Börsenausblick 2014 – im kommenden Jahr richtig investieren

Das Jahr 2014 erscheint aus der Perspektive von Anfang Februar als unbekanntes Terrain, denn die Euphorie der letzten Wochen in 2013 ist etwas verflogen. Die Nachrichten widersprechen sich in vielerlei Hinsicht: Schwellenländer leiden unter Kapitalflucht, die amerikanische Wirtschaft aber wächst. Die Politik des billigen Geldes könnte vonseiten der FED allmählich beendet werden, die EZB unter Mario Draghi hält indes wacker an ihrer Niedrigzinspolitik fest. Die Renditen portugiesischer, spanischer und italienischer Staatsanleihen sinken wieder, ein untrügliches Zeichen dafür, dass der Markt die Probleme dieser Länder für überwunden hält. Geht es daher aufwärts oder abwärts an den Aktienmärkten?

2014: Hausse oder Crash?

Während viele Hausse-Jünger des Jahres 2013 im Januar 2014 still und leise das Parkett verlassen haben, tauchen plötzlich Crash-Propheten auf, die für 2014 einen gewaltigen Absturz wie in 2007/2008 vorhersehen wollen. Sie bringen gute Argumente auf, denn die liquiditätsgetriebene Hausse sei inzwischen überhitzt und Aktien würden zu hoch bewertet – das könne nicht anders als im ungeheuerlichen Nachgeben der Werte enden, wenn nur irgendein unvorhergesehenes Ereignis eintritt. Doch das Verhalten der Akteure hat sich auch geändert, denn in früheren Jahren und Jahrzehnten gab es nicht so lang anhaltende Zinstiefs.
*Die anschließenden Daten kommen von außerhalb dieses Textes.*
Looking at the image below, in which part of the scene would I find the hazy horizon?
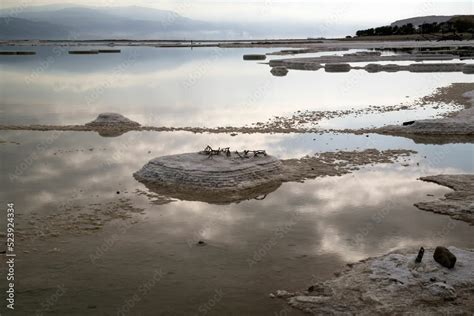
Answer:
[0,0,473,25]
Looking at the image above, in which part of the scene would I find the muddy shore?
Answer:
[271,247,474,315]
[415,174,474,225]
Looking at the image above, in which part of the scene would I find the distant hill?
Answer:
[0,17,72,39]
[390,15,454,27]
[356,15,474,39]
[0,6,216,39]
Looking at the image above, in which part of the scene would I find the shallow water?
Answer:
[0,47,471,127]
[0,47,474,315]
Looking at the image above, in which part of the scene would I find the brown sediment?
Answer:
[0,83,474,137]
[269,54,460,69]
[415,174,474,225]
[371,83,474,137]
[270,247,474,315]
[15,198,144,240]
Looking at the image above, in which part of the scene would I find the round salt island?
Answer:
[86,113,140,127]
[85,113,140,137]
[134,151,282,204]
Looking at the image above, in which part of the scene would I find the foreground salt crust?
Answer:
[375,90,474,135]
[270,247,474,315]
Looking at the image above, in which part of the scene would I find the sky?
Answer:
[0,0,474,25]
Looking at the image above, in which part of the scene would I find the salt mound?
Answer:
[86,113,140,127]
[134,152,282,203]
[324,64,351,72]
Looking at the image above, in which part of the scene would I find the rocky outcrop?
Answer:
[85,113,140,127]
[271,247,474,315]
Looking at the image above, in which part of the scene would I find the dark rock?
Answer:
[415,247,425,263]
[433,246,456,269]
[270,67,288,77]
[244,54,267,60]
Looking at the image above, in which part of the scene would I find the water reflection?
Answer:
[0,131,474,315]
[0,47,472,127]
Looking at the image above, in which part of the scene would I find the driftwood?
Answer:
[200,145,267,159]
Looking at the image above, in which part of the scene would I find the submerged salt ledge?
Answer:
[271,247,474,315]
[85,112,140,127]
[374,90,474,135]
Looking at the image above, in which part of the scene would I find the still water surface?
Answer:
[0,47,474,315]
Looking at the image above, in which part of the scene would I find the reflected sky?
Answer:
[0,47,469,127]
[0,131,474,315]
[0,47,474,315]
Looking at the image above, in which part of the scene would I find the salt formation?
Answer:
[324,64,351,72]
[134,146,414,203]
[86,113,140,128]
[270,247,474,315]
[134,146,282,203]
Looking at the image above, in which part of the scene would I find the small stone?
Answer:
[415,247,425,263]
[433,246,456,269]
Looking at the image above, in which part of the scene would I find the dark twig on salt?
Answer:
[201,145,267,159]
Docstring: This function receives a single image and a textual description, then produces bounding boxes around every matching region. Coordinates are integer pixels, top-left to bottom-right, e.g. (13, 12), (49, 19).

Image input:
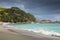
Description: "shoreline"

(0, 25), (60, 40)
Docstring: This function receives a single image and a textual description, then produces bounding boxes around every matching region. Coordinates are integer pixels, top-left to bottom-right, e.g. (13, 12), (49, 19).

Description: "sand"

(0, 25), (60, 40)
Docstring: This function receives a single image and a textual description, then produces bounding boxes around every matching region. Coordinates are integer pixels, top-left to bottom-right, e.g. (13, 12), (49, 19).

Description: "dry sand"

(0, 25), (60, 40)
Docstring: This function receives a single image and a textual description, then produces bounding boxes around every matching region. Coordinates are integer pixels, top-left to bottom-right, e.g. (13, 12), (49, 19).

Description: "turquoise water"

(9, 24), (60, 36)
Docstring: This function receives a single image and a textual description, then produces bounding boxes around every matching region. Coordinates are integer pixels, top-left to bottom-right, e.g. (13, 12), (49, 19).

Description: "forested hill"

(0, 7), (36, 23)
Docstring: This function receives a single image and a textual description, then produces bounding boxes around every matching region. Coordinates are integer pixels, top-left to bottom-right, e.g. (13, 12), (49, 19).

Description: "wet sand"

(0, 25), (60, 40)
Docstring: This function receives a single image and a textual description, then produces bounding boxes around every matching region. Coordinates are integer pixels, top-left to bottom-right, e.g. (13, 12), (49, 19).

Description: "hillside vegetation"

(0, 7), (36, 23)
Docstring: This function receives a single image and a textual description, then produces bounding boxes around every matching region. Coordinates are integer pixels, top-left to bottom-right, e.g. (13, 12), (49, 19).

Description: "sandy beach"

(0, 25), (60, 40)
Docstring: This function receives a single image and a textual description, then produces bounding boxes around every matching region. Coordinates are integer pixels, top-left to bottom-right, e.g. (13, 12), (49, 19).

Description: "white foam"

(25, 29), (60, 36)
(5, 25), (60, 36)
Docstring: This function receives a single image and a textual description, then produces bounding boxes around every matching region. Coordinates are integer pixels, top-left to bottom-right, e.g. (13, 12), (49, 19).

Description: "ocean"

(8, 24), (60, 36)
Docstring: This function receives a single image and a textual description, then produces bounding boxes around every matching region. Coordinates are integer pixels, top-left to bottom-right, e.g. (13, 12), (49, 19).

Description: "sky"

(0, 0), (60, 21)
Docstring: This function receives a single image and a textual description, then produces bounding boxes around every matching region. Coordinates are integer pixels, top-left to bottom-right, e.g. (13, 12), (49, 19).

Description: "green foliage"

(0, 7), (36, 23)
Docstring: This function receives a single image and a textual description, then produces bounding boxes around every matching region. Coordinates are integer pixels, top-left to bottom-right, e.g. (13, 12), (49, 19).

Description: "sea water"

(9, 24), (60, 36)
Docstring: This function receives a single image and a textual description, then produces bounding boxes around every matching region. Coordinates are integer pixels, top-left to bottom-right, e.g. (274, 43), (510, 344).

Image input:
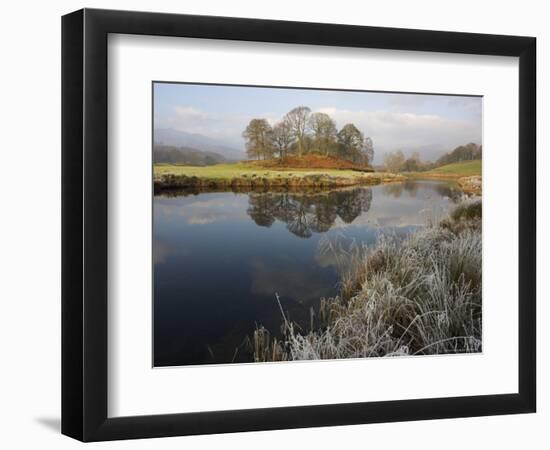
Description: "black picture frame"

Die Schrauben der Geldpolitik wurden alsbald fester angezogen, damit verblühte aber auch so mancher Aufschwung, der sich noch länger und nachhaltiger hätte entwickeln können. Wer also den nüchternen Analysten von EZB und immer noch auch der FED vertraut, darf gelinde Hoffnung auf einen anhaltenden Aufschwung hegen. Um zehn Prozent sollen Aktien im laufenden Jahr noch einmal steigen, dann sehen wir weiter, so viele Analysten.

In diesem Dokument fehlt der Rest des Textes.